Data management and bioinformatics in the analysis of developing tissues

 

Chris Bristow
Department of Chemical Engineering
Princeton University

 

We are developing data management and bioinformatics tools for the analysis of gene expression in developing tissues. Gene expression in development is tightly controlled both in space and in time. Hence, the spatiotemporal component of gene expression is a crucial aspect of data analysis, interpretation, and mining. For example, to describe the results of the genome-wide transcriptional profiling assays, it is not enough to represent a transcriptional change by a scalar: one must determine the spatial pattern of expression of any given target. Also, the design of transcriptional profiling experiments for gene expression in tissues is fundamentally different from that of cell culture experiments. We will discuss these issues in light of our experimental and computational analysis of pattern formation in Drosophila egg development (oogenesis). We are using genome-wide transcriptional profiling assays in combination with genetic perturbations to identify the transcriptional responses to cell communication pathways in Drosophila oogenesis.
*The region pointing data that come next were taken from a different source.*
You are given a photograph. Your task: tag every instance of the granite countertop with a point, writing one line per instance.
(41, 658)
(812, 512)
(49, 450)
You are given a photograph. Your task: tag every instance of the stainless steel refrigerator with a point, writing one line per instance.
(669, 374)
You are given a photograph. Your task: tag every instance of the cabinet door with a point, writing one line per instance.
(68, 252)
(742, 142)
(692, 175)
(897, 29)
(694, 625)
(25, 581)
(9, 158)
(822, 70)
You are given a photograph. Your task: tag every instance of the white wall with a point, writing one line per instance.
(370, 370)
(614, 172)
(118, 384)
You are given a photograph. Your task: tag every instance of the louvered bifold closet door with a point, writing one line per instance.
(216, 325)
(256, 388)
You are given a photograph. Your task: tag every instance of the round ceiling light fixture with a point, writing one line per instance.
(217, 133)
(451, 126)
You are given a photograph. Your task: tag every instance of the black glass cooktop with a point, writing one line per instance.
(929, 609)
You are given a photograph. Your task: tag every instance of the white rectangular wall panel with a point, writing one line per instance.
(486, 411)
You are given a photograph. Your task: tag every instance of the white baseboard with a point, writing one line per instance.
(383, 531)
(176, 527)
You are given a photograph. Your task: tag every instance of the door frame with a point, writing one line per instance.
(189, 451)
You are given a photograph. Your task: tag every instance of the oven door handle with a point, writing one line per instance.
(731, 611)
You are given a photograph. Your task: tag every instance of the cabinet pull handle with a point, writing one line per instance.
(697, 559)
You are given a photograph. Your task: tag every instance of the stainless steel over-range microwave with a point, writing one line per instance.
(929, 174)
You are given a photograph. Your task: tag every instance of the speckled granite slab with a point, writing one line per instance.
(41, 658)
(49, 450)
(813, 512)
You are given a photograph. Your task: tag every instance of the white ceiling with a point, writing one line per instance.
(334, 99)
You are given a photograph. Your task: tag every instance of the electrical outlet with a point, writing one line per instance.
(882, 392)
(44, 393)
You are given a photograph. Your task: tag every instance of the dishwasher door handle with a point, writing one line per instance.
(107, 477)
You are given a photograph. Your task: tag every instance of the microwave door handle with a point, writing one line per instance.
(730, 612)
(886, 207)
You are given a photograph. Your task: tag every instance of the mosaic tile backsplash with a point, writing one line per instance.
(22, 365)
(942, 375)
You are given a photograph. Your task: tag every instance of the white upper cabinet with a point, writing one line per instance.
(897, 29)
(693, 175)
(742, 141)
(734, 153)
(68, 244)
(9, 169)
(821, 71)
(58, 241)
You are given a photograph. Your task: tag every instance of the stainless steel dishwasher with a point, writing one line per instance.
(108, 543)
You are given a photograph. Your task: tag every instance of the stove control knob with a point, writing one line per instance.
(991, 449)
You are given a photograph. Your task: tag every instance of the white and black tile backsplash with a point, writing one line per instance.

Our goals are threefold: 1) to identify all the genes responding to two cell communication pathways that have been identified as the key regulators in patterning of the Drosophila egg, 2) to uncover the spatiotemporal patterns of expression of these genes, and 3) to determine their role in establishing the three dimensional eggshell morphology. Because of the scale of this experimental effort and the amount of generated data, we are developing database systems to store, track, integrate, and visualize the emerging heterogeneous datasets. In addition, we are working towards the elucidation of the sequence-specific regulatory patterns (in the first approximation, clusters of known transcription factors) that underlie the observed dynamics of gene expression.